Although less common (sensitivity, 26% to 31%) antibodies to Sm antigen are specific (95% to 99%) for SLE. Detection of Sm is a useful diagnostic marker in patients with SLE but without anti dsDNA antibodies (15% of patients).
Antibodies to SS-A/Ro are found in 25%-35% of ANA-positive SLE patients and 40%-60% of patients with Sjogren syndrome. Clinical or genetic associations with anti-Ro (SS-A) include photosensitive skin rash (lupus), interstitial pneumonia (lupus) , nephritis (lupus), T-cell receptor gene (lupus), vasculitis (Sjogren’s syndrome), thrombocytopenia in lupus, Sjogren’s syndrome or subacute cutaneous LE (SCLE) and primary biliary cirrhosis. SS-A/Ro and SS-B/La have been reported in patients with clinical features of SLE but are ANA-negative.
Antibodies to SS-B antigen are present in 5%-15%% of patients with SLE and 60% of patients with Sjogren syndrome with sicca complex. SS-B antibodies are almost always present simultaneously with SS-A while SS-A can occur alone. Patients with both SS-A and SS-B antibodies generally have milder disease and a lower incidence of lupus nephritis. and are associated with a lower prevalence of renal disease compared to patients with SS-A being positive alone.
Anti-ribosomal P antibodies are highly specific for SLE. The prevalence of ribosomal antibodies in SLE has been reported to range between 8 – 35%. These antibodies are found in 90% of patients with lupus psychosis. By IIF on HEp-2 cells, ribosomal antibodies produce a finely granular cytoplasmic pattern.
Anti RNP antibodies are found in patients with mixed connective tissue disease (MCTD) and SLE. Clinical sensitivity in SLE is between 8% to 69% with specificity between 25% to 82%. RNP antibodies almost always are demonstrable in patients who have anti-Sm antibodies. Anti- RNP antibodies also may occur in a small fraction of patients with Sjogren’s syndrome , rheumatoid arthritis , scleroderma, and polymyositis.
Select References:
1. Bossuyt, X., De Langhe, E., Borghi, M. O., & Meroni, P. L. Understanding and interpreting antinuclear antibody tests in systemic rheumatic diseases. Nature Reviews Rheumatology. 2020; 16(12): 715-726.
2. Jog NR, James JA. Biomarkers in connective tissue diseases. J Allergy Clin Immunol. 2017;140(6):1473-1483
3. Didier K, Bolko L, Giusti D, Toquet S, Robbins A, Antonicelli F, Servettaz A. Autoantibodies Associated With Connective Tissue Diseases: What Meaning for Clinicians?
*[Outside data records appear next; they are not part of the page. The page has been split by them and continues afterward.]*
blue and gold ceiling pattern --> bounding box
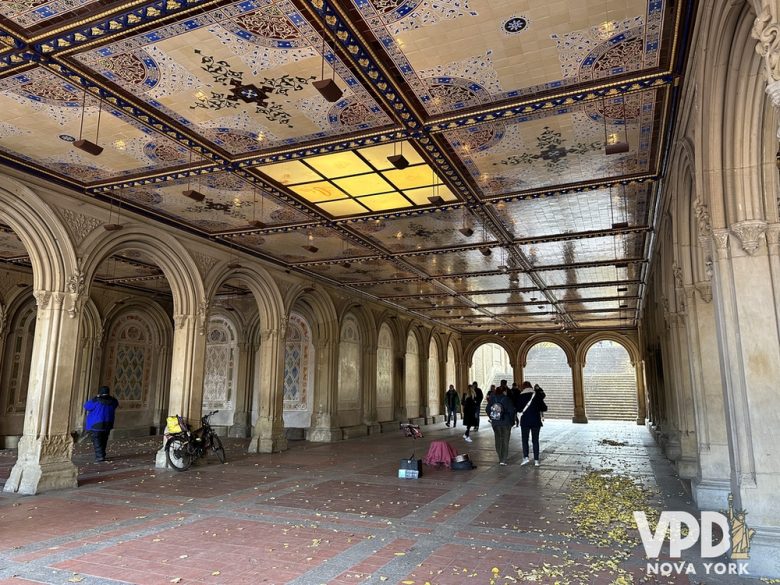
[0,0,692,333]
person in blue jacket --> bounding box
[84,386,119,462]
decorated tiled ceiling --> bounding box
[0,0,692,333]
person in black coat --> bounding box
[517,381,547,467]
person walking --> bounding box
[485,381,516,465]
[444,384,460,427]
[518,381,547,467]
[84,386,119,462]
[460,383,479,443]
[472,380,485,431]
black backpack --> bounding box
[488,400,506,422]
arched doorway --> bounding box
[470,343,514,394]
[284,312,314,437]
[376,323,394,422]
[523,341,574,420]
[583,340,637,422]
[404,332,420,418]
[0,288,38,448]
[203,314,240,435]
[338,314,362,427]
[442,341,457,390]
[428,338,442,416]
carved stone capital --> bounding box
[712,229,729,258]
[695,282,712,303]
[672,262,683,288]
[764,223,780,248]
[693,197,712,239]
[731,219,766,256]
[33,290,51,309]
[198,301,209,335]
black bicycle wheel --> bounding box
[165,437,193,471]
[211,435,225,463]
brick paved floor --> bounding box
[0,421,755,585]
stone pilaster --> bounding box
[155,313,206,467]
[570,361,588,424]
[228,341,253,438]
[3,290,79,494]
[713,229,780,576]
[249,326,287,453]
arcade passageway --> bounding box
[0,420,756,585]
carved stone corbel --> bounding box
[731,219,766,256]
[694,282,712,303]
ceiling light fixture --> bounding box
[249,184,268,229]
[73,88,103,156]
[458,205,474,238]
[312,36,344,103]
[387,142,409,171]
[601,97,630,154]
[301,230,320,254]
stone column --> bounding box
[249,324,287,453]
[634,360,647,425]
[686,282,730,510]
[713,222,780,576]
[155,314,206,467]
[307,327,342,443]
[228,341,252,438]
[3,290,80,495]
[569,360,588,424]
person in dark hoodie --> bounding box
[517,381,547,467]
[485,380,515,465]
[84,386,119,462]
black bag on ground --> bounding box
[398,453,422,479]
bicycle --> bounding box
[165,410,225,471]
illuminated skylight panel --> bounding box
[259,142,450,217]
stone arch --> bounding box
[0,288,37,438]
[337,311,365,427]
[100,299,172,436]
[203,307,243,430]
[463,334,515,365]
[79,225,201,318]
[518,333,577,420]
[576,331,641,366]
[466,335,519,393]
[517,333,576,368]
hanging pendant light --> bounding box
[387,142,409,171]
[73,88,103,156]
[601,97,630,154]
[249,185,268,229]
[181,149,206,203]
[312,36,344,103]
[458,205,474,238]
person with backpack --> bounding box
[485,380,517,465]
[517,381,547,467]
[460,384,479,443]
[84,386,119,463]
[444,384,460,427]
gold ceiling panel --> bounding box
[257,141,450,218]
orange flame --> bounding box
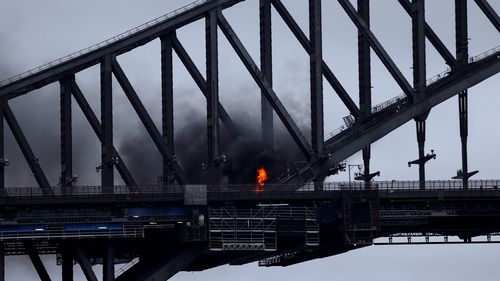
[257,167,267,192]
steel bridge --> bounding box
[0,0,500,281]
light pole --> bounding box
[347,164,363,189]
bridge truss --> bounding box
[0,0,500,280]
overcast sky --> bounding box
[0,0,500,281]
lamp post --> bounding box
[347,164,363,189]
Front Immunol. 2018;9:541.
4. Aringer Met al.2019 European League Against Rheumatism/American College of Rheumatology classification criteria for systemic lupus erythematosus. Arthritis Rheumatol. 2019;71:1400–1412
5. Aringer Met al.2019 European League Against Rheumatism/American College of Rheumatology classification criteria for systemic lupus erythematosus. Ann Rheum Dis. 2019;78:1151–1159 (2019).
6. Tan EM et al. The 1982 revised criteria for the classification of systemic lupus erythematosus. Arthritis Rheum. 1982;25:1271–1277
7. Damoiseaux J, Andrade LEC, Carballo OG, et al. Clinical relevance of HEp-2 indirect immunofluorescent patterns: the International Consensus on ANA patterns (ICAP) perspective. Ann of the Rheum Dis 2019;78:879-889.